Chadwick refused to answer or avert his eyes from Hunt.

‘Just ask your questions of my client, Detective Hunt.’

Knowing that he had managed to get under Chadwick’s skin, Hunt smiled at the attorney.

‘Cody, tell me about the lead up to killing your uncle, Detective Russ Seaborn.’

‘It was pure coincidence that Uncle Russ was in charge of the investigation.’ He paused and ran his hands through his greasy hair. ‘She, Missy, was supposed to go to the police and report that she was being stalked. It wasn’t meant to be a detective that took on the case, but that officer, Ricketsen, he took the case up to my uncle. Anyway, I saw Uncle Russ leave the Fairmont’s house that night, and I followed him. It looked like he lost control of the car and ran off the road. I pulled off the road a ways behind where his car ended up, and I ran to see if he was okay.’

Lennard meticulously made notes of Seaborn’s recollection.
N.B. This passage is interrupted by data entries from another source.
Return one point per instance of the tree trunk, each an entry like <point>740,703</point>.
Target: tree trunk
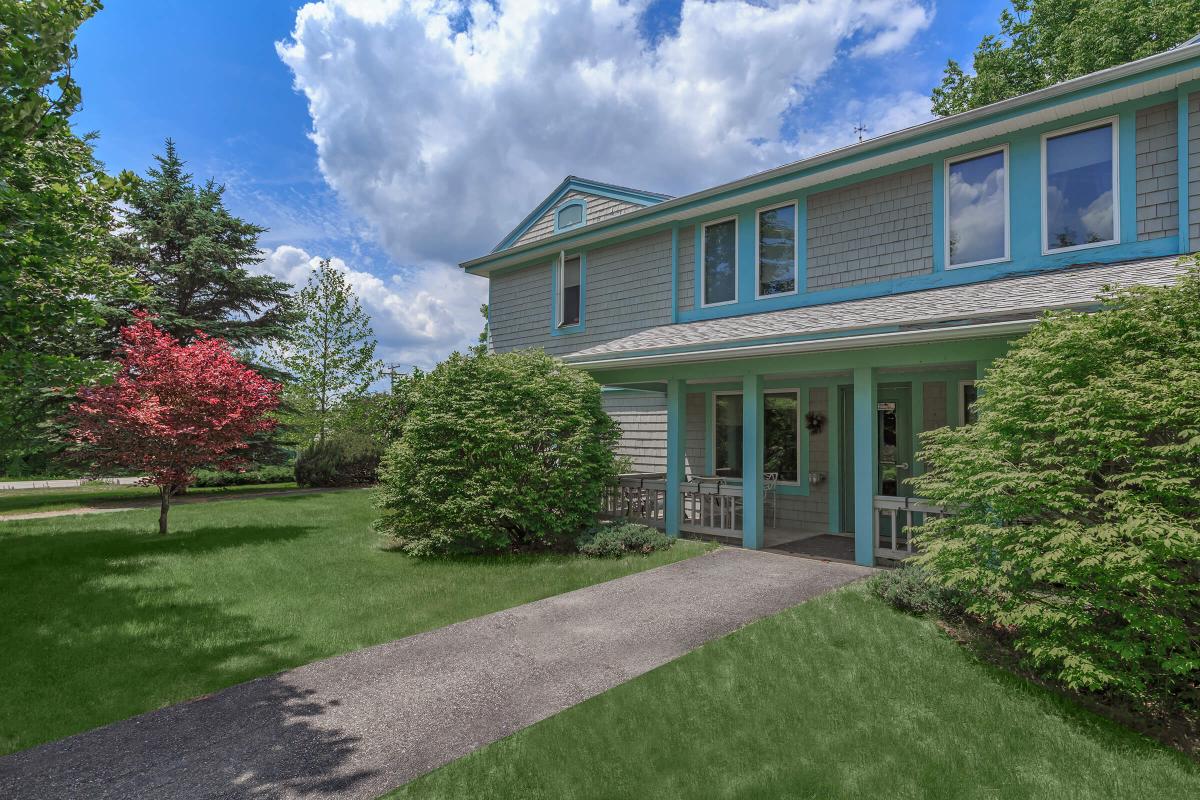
<point>165,500</point>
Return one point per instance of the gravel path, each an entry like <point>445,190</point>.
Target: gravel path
<point>361,723</point>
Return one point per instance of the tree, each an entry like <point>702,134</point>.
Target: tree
<point>1044,42</point>
<point>192,253</point>
<point>55,212</point>
<point>329,355</point>
<point>1075,494</point>
<point>499,451</point>
<point>172,409</point>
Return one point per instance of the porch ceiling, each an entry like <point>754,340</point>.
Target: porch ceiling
<point>990,308</point>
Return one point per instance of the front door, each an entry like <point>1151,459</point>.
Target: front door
<point>894,425</point>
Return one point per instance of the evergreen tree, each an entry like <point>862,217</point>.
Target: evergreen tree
<point>329,355</point>
<point>1043,42</point>
<point>193,254</point>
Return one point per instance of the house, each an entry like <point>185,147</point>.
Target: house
<point>773,346</point>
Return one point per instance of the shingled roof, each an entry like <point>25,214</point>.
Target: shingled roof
<point>1024,296</point>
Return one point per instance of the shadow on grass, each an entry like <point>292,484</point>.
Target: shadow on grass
<point>91,635</point>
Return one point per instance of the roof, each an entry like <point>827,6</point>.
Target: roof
<point>1155,73</point>
<point>641,197</point>
<point>995,306</point>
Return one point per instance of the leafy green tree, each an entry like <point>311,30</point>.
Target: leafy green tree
<point>1043,42</point>
<point>329,353</point>
<point>1075,494</point>
<point>497,452</point>
<point>193,254</point>
<point>55,214</point>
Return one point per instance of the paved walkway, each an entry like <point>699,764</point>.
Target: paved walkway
<point>359,725</point>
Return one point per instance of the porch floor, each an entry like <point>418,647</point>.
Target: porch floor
<point>827,547</point>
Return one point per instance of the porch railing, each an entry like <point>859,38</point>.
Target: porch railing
<point>708,505</point>
<point>893,519</point>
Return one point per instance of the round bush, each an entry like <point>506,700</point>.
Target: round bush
<point>497,452</point>
<point>341,459</point>
<point>1077,494</point>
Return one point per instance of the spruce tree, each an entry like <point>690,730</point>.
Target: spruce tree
<point>195,254</point>
<point>330,354</point>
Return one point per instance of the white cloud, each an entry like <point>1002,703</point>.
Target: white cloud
<point>418,318</point>
<point>443,137</point>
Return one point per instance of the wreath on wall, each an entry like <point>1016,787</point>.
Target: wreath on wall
<point>814,421</point>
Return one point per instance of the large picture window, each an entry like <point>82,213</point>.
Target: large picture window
<point>977,209</point>
<point>1079,170</point>
<point>719,263</point>
<point>777,251</point>
<point>781,433</point>
<point>570,284</point>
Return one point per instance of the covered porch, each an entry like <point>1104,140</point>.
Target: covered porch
<point>808,453</point>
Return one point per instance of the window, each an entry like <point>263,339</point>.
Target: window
<point>977,209</point>
<point>966,402</point>
<point>570,278</point>
<point>781,433</point>
<point>719,263</point>
<point>777,251</point>
<point>1079,176</point>
<point>569,215</point>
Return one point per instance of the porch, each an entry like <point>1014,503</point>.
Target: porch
<point>826,452</point>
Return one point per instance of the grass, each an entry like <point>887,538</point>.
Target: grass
<point>105,619</point>
<point>101,494</point>
<point>841,697</point>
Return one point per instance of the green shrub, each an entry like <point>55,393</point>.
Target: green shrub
<point>341,459</point>
<point>910,589</point>
<point>1077,494</point>
<point>621,539</point>
<point>497,452</point>
<point>262,474</point>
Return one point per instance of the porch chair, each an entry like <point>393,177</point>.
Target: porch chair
<point>769,481</point>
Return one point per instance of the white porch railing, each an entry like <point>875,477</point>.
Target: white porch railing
<point>893,518</point>
<point>708,505</point>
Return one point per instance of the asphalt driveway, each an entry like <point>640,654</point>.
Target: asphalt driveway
<point>359,725</point>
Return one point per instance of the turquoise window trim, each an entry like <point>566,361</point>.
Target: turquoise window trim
<point>583,220</point>
<point>555,270</point>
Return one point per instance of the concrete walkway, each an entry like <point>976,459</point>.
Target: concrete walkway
<point>359,725</point>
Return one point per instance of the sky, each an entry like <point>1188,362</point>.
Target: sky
<point>402,137</point>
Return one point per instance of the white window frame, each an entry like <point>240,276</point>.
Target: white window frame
<point>946,209</point>
<point>799,426</point>
<point>961,401</point>
<point>561,288</point>
<point>703,272</point>
<point>757,250</point>
<point>1115,122</point>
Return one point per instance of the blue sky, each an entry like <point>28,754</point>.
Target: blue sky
<point>437,128</point>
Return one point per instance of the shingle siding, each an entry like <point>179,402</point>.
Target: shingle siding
<point>627,289</point>
<point>1157,144</point>
<point>642,417</point>
<point>599,209</point>
<point>874,230</point>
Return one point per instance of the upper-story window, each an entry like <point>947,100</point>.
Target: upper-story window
<point>777,251</point>
<point>977,209</point>
<point>1079,176</point>
<point>570,215</point>
<point>719,263</point>
<point>570,284</point>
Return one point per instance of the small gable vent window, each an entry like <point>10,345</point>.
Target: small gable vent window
<point>569,216</point>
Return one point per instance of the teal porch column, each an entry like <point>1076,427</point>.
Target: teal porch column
<point>677,427</point>
<point>864,465</point>
<point>751,462</point>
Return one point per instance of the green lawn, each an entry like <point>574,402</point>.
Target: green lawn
<point>105,619</point>
<point>101,494</point>
<point>841,697</point>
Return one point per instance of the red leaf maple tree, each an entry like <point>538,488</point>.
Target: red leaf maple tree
<point>172,409</point>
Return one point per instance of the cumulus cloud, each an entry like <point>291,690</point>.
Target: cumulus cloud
<point>443,122</point>
<point>418,317</point>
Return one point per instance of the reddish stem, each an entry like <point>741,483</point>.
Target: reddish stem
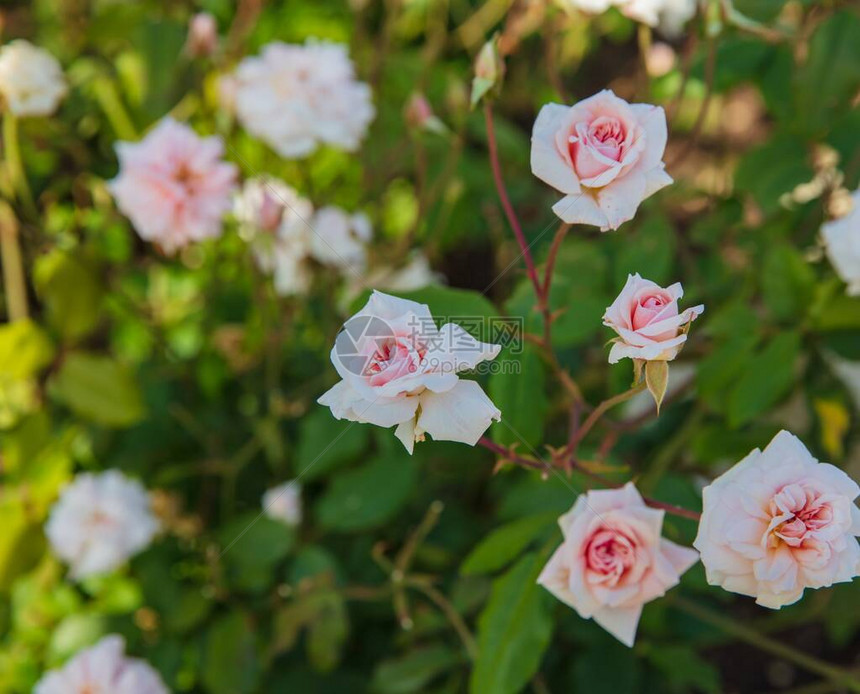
<point>506,204</point>
<point>574,464</point>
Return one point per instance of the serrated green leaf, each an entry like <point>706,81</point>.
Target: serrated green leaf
<point>504,544</point>
<point>513,630</point>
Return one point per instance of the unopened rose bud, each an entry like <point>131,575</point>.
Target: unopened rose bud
<point>489,69</point>
<point>202,35</point>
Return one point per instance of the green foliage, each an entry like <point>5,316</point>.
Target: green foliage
<point>513,630</point>
<point>418,573</point>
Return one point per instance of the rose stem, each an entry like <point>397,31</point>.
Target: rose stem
<point>579,467</point>
<point>508,208</point>
<point>13,269</point>
<point>599,411</point>
<point>765,643</point>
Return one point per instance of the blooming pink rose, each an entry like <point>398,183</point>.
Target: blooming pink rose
<point>604,154</point>
<point>778,522</point>
<point>173,185</point>
<point>613,559</point>
<point>399,370</point>
<point>647,321</point>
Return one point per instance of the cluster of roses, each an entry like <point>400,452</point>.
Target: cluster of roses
<point>776,523</point>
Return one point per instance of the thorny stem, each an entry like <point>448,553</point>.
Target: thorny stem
<point>569,461</point>
<point>506,204</point>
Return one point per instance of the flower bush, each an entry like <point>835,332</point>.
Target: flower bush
<point>344,347</point>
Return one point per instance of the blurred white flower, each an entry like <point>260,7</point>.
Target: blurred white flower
<point>31,79</point>
<point>339,239</point>
<point>100,521</point>
<point>103,669</point>
<point>842,243</point>
<point>296,97</point>
<point>274,219</point>
<point>669,16</point>
<point>284,503</point>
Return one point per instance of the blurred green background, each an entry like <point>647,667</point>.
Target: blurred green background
<point>192,375</point>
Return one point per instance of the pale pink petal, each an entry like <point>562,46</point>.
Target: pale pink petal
<point>461,414</point>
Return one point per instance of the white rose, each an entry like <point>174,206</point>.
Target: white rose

‘I got to the car and the passenger window was busted clean out so I looked through that. He was coming round. There was blood coming from the top of his forehead, you know, like from his hairline. I opened the door when I saw that his files of the case were on the floor of the passenger’s side. I took the opportunity to grab the files. That’s when Uncle Russ recognised me.’

For Hunt and Lennard, the kid’s confession was hard to listen to. They had lost a good detective and a loyal friend the day Russ Seaborn had been killed.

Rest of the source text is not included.